Wheelchair users will have more access to Uber rides
Jonathan Thompson's black Dodge Caravan is noticeably different from other vehicles of its make only when viewed from behind.
The rear bumper hangs a little lower than normal. The reason is apparent when Thompson opens up the rear hatch to reveal a hinged wheelchair ramp that can be manually swung down to street level. The vehicle, one of a number of adapted Caravans in service in Philadelphia, is Uber's answer to the ongoing problem of providing car service to people with mobility problems.
The company is making adapted Caravans available for lease by drivers. Uber's peer-to-peer business model, which largely depends on drivers using their own vehicles to provide rides, means the vast majority of vehicles available through its service are not wheelchair-accessible. The leasing offer incentivizes drivers to get these Caravans on the road.
"Initial phase, we hope to see dozens of these WAV [Wheelchair Accessible Vehicles] hitting the street," said Jennifer Krusius, Uber's general manager for Pennsylvania.
The number could grow depending on demand.
Thompson, 28, is one of the first drivers in the city to participate in the leasing program. He's been providing rides through Uber's app for about two years, and the offer of a wheelchair-accessible vehicle appealed in part because his brother has cerebral palsy. The terms of the lease allow Thompson to use the adapted Caravan as a personal vehicle as well.
"When I'm not working, I can spend more time picking him up and taking him places," Thompson said.
Lease terms match those for the sedans Uber offers, but with advantages for participating drivers. A signing bonus covers the cost of the $250 up-front deposit. Thompson is charged $640 a month for the lease, and that money is withheld by Uber from his earnings. For each week when he provides 50 rides, Uber pays $100 toward the leasing costs.
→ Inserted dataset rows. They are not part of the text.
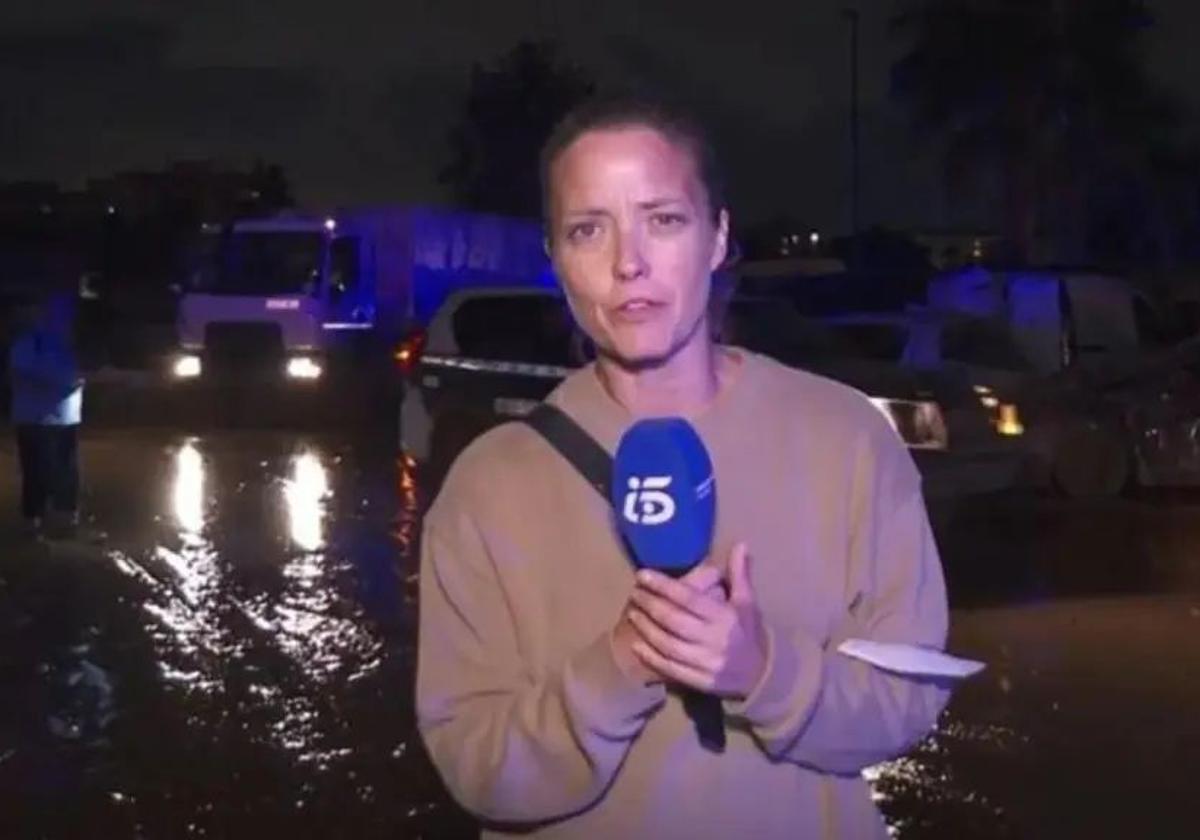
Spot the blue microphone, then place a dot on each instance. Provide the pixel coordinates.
(664, 492)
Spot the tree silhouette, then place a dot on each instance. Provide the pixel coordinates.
(510, 109)
(1047, 100)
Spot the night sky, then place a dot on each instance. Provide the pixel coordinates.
(353, 97)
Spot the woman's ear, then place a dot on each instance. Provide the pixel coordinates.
(721, 241)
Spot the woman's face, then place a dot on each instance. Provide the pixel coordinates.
(634, 241)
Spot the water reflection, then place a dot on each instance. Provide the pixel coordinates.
(305, 493)
(187, 492)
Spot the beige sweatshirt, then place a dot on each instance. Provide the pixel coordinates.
(521, 703)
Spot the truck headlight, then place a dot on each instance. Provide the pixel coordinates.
(303, 367)
(187, 366)
(1008, 421)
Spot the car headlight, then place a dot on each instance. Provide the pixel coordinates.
(303, 367)
(187, 367)
(919, 423)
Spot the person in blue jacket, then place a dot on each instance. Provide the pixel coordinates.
(47, 402)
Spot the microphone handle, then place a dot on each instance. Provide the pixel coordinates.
(705, 711)
(708, 717)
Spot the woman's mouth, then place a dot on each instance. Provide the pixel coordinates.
(637, 310)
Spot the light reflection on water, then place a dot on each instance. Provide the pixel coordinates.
(274, 642)
(923, 778)
(305, 493)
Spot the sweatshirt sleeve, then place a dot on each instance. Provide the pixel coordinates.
(513, 747)
(826, 711)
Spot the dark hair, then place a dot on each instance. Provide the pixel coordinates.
(672, 121)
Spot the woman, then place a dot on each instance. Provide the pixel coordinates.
(550, 675)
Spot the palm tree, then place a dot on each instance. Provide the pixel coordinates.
(1048, 97)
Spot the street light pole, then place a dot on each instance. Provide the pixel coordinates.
(851, 15)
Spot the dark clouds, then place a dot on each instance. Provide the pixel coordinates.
(354, 97)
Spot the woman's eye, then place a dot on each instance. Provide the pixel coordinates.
(581, 232)
(667, 220)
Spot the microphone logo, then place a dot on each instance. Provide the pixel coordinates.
(647, 501)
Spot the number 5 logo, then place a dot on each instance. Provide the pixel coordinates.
(647, 501)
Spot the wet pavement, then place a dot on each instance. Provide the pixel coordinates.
(237, 657)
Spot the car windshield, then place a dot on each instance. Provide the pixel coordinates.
(879, 341)
(264, 263)
(535, 329)
(983, 345)
(773, 328)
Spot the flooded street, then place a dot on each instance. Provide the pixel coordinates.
(237, 657)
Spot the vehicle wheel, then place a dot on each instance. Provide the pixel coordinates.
(1091, 460)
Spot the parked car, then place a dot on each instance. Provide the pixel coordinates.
(491, 354)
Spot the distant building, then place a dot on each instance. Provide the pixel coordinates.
(955, 249)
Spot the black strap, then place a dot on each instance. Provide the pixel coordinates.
(582, 451)
(574, 444)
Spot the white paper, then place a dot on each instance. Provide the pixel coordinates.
(910, 659)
Thompson has been driving the adapted Caravan for about a month and said he has no trouble meeting that quota driving 40 to 50 hours a week. He also gets a $10 incentive every time he picks up a passenger in a wheelchair, which he said can happen 20 times a day.
The adapted Caravans, which cost more than $30,000 to buy, can also be used for standard UberX trips when there are no passengers who need an accessible vehicle, and can also be used for Uber's more expensive UberXL service.
There are 150,000 to 200,000 people in Philadelphia with mobility issues, said Matthew Clark, an advocate for disability rights with the Fair Ride Philly Coalition, and finding an accessible vehicle on short notice is a frustrating task for them. Uber's approach is a viable way to boost the number of accessible vehicles for hire in the region, he said.
It doesn't address the larger issue, he added, that car services are segregated into those vehicles that are wheelchair-accessible and those that are not. SEPTA has made handicapped accessibility a priority on all of its buses, and Clark wants to see private car services held to the same standards.
"We need one integrated system," he said.